The Story of Tartarus Sauce

Tartarus, you are invisible to everyone in the world. That is how much the entire world hates you. You were accidentally adopted by your current parents as well. Your actual parents were prostitutional drug addicts. They sold you to the black market. Through the market you were advertised on eBay as a pair of My Little Pony socks. Your current mother was looking for a small birthday gift and ordered the socks on accident- like, who the fuck would order My Little Pony socks from eBay? She sighed and figured cancelling the order would be too much trouble. So she payed the ten dollars and shockingly, a day later, a packaged arrived at her door. Since when do packages fucking deliver that fast? She opened the box to find a bald ass little baby with a fucking cat tail. She screamed, somewhat terrified, and rushed the box to her husband. The man eyed it suspiciously, and his eyes grew wide. "My love..." he said, his voice cracking under the pressure of his emotions. The house was quiet. So quiet, you could hear the heart beat of the strange infant quite clearly. The man rushed downstairs into his basement, and began flipping pages in his dark magic book. Yes, Tartarus, your father is a dark wizard. He started to choke on tears of fright, convinced that his studies had conjured up a baby demon. The wife comforted him, and the two looked for an explanation or a solution on what to do with the child. Pages later, the man came across an antidote- simply cut off the demon's tail. This will restore the child's mortal DNA. The woman rushed upstairs and into the kitchen, picking up her dress as not to trip over it. She fumbled through the knife drawer, grasping the heaviest and sharpest meat knife she could find. She carefully started back to the basement. The man had the baby set on the table. Everything about the child was human; it's cute chubby face, it's small, soft fingers. She handed her husband the knife, and he closed his eyes, saying a prayer of light over the so-called-demon.
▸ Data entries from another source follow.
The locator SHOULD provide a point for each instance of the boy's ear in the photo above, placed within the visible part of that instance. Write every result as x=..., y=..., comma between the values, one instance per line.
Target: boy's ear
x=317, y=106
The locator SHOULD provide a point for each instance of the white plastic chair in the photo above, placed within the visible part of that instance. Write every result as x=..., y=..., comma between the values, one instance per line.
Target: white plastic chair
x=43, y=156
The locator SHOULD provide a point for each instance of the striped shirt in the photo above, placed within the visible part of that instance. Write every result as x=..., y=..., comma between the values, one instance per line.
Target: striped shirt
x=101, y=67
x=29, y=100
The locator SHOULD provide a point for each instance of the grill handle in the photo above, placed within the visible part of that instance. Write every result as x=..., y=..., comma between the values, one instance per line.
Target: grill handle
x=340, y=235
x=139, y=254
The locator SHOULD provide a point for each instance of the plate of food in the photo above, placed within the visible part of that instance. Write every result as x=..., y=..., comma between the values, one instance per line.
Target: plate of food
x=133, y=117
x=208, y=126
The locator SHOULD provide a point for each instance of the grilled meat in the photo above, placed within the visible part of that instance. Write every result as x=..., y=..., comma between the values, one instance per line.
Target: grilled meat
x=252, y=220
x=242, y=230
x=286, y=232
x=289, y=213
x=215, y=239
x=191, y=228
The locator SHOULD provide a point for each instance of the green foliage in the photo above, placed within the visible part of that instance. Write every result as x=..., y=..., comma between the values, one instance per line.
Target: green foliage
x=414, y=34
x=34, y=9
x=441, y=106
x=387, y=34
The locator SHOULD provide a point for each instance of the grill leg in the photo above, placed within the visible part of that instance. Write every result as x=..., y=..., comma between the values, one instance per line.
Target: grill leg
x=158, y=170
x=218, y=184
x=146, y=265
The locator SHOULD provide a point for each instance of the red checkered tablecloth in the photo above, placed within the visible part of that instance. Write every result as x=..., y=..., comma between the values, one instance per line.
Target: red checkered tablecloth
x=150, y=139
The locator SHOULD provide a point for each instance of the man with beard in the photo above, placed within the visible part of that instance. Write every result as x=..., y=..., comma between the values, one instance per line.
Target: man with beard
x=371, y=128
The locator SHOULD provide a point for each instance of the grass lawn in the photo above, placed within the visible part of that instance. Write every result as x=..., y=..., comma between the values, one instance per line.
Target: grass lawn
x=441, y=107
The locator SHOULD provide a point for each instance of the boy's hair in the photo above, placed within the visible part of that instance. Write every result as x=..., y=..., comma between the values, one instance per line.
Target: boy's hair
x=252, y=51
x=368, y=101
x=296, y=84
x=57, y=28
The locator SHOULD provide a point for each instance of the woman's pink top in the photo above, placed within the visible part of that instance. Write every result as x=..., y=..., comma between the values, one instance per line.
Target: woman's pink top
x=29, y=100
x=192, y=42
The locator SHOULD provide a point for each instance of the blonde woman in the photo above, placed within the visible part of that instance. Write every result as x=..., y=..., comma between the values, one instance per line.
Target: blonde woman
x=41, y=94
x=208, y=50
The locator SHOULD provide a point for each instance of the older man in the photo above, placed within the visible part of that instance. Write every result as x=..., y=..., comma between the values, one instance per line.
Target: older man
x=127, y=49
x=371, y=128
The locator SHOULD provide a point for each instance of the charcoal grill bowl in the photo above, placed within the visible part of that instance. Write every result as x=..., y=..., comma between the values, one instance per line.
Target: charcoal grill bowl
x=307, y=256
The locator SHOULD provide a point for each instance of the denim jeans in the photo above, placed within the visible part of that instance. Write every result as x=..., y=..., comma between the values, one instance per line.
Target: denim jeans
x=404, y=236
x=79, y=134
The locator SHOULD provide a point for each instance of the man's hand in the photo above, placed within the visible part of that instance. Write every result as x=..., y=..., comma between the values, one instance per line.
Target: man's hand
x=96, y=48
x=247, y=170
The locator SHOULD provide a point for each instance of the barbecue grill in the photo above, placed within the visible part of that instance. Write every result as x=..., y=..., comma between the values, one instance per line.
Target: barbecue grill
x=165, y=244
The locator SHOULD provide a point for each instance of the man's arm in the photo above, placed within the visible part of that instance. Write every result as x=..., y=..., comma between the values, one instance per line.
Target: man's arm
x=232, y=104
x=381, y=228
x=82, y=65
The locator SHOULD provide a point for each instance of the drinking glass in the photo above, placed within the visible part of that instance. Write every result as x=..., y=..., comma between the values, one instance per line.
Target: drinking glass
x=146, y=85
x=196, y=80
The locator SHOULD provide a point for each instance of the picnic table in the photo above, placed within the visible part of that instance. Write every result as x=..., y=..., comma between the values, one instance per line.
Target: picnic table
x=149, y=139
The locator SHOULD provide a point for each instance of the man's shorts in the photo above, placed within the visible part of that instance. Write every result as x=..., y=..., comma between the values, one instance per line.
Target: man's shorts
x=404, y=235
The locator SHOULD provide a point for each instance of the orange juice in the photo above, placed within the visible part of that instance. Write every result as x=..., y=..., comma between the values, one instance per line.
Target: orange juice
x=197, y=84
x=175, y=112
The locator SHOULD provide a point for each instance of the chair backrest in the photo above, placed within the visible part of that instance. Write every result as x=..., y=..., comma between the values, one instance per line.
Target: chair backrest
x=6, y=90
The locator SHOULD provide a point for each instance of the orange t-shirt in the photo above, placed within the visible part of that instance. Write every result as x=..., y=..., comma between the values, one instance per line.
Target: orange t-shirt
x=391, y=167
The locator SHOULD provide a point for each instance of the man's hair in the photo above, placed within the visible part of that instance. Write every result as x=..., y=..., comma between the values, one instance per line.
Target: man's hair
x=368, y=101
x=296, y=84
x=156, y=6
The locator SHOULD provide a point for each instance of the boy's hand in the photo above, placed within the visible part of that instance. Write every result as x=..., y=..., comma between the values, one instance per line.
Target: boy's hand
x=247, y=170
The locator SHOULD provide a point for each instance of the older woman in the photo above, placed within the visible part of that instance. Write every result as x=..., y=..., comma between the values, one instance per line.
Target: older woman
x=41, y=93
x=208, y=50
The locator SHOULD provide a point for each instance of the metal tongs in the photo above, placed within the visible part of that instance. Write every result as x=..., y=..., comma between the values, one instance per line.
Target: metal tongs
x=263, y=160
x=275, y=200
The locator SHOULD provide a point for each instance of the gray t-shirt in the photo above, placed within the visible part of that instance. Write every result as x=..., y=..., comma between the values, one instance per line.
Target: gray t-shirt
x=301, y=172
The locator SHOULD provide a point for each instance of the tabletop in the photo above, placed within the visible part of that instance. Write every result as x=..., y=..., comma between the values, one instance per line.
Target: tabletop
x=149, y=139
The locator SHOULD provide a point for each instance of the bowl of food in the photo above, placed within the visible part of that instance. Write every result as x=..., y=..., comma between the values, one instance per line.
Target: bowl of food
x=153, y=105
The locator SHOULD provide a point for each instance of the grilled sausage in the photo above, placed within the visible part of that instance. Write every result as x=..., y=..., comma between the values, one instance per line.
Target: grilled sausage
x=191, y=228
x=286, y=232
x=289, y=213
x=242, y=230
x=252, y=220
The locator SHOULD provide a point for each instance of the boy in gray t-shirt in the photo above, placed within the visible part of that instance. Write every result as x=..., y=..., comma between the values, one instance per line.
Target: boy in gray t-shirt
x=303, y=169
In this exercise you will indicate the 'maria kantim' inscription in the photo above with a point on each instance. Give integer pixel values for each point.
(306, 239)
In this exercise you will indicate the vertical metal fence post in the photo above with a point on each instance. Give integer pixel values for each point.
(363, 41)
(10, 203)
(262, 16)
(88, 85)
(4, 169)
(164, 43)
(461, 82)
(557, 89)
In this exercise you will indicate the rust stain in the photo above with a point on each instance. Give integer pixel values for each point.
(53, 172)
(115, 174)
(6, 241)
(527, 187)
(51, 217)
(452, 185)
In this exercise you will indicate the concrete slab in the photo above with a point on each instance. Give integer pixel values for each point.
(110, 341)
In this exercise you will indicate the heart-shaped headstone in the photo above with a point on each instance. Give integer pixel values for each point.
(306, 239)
The woman picked up the baby's legs in the manner of changing it's diaper, and the man flung his arm downward. The knife came crashing onto the table, severing the tail from the baby's body. The baby seemed unaffected by any pain, only startled by the loud sound. The last remaining bit of the tail crippled naturally, and fell from the baby's body.

"What do we do with it now?" the wife said, hopefully.
"Let us keep it as our own." said the husband.
"What shall we name it?"
"We shall name it," the husband paused for a moment to gather his thoughts, "Michael."

Shy

*sniff* *sniff* It's so....beautiful.